Mil tazas de té concluye con una odisea de tan sólo cinco días en la Cuba literaria, incluyendo la visita decepcionante a la casa de Lezama Lima y el trato con los fantasmas de Lino Novás Calvo, Calvert Casey y Alejo Carpentier (autor de La consagración de la primavera, una de las novelas más odiosas, según la opinión del crítico). Peripecias del no. Diario de una novela inconclusa, también es la crónica de un viaje que nunca comienza, a la manera de El retorno de África, de Tanner: la imposibilidad de concluir una novela. Este libro de Chitarroni es de aquellos que hace mucho tiempo fueron experimentales y de vanguardia, y hoy son buenamente clásicos. Es la novela de una novela que no fue, el registro de la más heroica de las experiencias literarias, hacer una revista (en este caso titulada Ágrafa) y tornar la aventura en una meditación sobre la escritura.
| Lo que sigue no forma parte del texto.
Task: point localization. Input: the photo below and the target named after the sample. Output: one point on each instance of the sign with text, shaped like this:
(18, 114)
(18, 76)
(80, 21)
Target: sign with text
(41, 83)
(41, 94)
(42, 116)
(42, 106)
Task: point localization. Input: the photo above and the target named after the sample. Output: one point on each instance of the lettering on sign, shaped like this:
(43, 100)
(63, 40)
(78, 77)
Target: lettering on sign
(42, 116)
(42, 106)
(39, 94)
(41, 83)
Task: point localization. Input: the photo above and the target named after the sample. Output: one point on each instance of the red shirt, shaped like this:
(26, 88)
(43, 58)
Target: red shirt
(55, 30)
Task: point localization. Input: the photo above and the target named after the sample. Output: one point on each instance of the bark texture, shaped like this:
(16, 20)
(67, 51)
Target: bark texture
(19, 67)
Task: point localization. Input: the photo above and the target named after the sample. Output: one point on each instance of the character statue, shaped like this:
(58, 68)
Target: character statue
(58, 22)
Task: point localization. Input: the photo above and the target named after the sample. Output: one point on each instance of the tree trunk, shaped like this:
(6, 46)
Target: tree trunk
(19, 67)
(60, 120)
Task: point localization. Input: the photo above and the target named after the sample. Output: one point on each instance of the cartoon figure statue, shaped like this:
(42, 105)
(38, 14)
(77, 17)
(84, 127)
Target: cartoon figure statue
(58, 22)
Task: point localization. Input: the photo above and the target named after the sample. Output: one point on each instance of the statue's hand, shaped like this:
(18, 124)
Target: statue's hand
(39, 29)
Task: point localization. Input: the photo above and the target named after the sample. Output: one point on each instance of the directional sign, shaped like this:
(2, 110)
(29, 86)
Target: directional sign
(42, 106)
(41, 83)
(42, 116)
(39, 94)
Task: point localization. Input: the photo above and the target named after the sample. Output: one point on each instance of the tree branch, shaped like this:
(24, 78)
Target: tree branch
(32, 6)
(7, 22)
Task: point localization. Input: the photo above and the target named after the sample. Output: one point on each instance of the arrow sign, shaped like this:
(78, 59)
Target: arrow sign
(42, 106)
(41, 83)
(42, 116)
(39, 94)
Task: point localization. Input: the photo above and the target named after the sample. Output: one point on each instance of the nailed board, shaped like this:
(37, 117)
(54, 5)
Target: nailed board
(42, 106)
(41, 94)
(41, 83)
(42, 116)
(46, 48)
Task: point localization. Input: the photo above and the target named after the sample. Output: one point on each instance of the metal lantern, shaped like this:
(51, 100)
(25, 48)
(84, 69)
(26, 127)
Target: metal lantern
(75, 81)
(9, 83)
Para hacerle publicidad actualísima a la novela de Chitarroni diría que es lo contrario de Los detectives salvajes, de Roberto Bolaño, es decir, un libro empeñado en probar que las aventuras de un grupo poético nada tienen que ver con el heroísmo de la juventud. Peripecias del no es literatura pura, artificialidad total: un libro mallarmeano que, canónicamente, no se escribió. Yo lo leí de cabo a rabo, durante una tarde, con la indulgencia con la que se lee el diario íntimo de un amigo cercano, con el azoro de quien se descubre en un espejo.
Borradores, repeticiones, citas olvidadas por saturación de literatura, asedios, componen Peripecias del no. No le perdonaría yo a Chitarroni una descalificación grosera de Ford Madox Ford (“una especie de cadáver de Morsa, vaciado ya” y mil veces vindicado). Le agradezco, a cambio, un retrato breve y chispeante de F.R. Leavis, la magia de las librerías de viejo y un diario mexicano donde aparecen lo mismo Jorge Aguilar Mora que Aurelio Asiain. Mucho tiene finalmente, Peripecias del no, de novela en clave argentina y en este caso, por fortuna, se me escapan, salvo las más transparentes (Rodrigo Fresán, Ricardo Piglia, César Aira), la mayoría de las alusiones. Aspiro, al menos ante Peripecias del no, a la condición de “extranjero definitivo”.
Uno de los libros de Chitarroni –lo compulsé en la pasada Feria de Guadalajara pero no pude convencer al expositor de que me lo vendiera– es una antología titulada Los escritores de los escritores. Chitarroni quizá sólo querría ser eso, un escritor para escritores, como algún día lo fueron, prevenidos y melancólicos, Borges y Nabokov. No me extrañaría que en medio siglo se exalte a Luis Chitarroni como ahora se les exalta a ellos.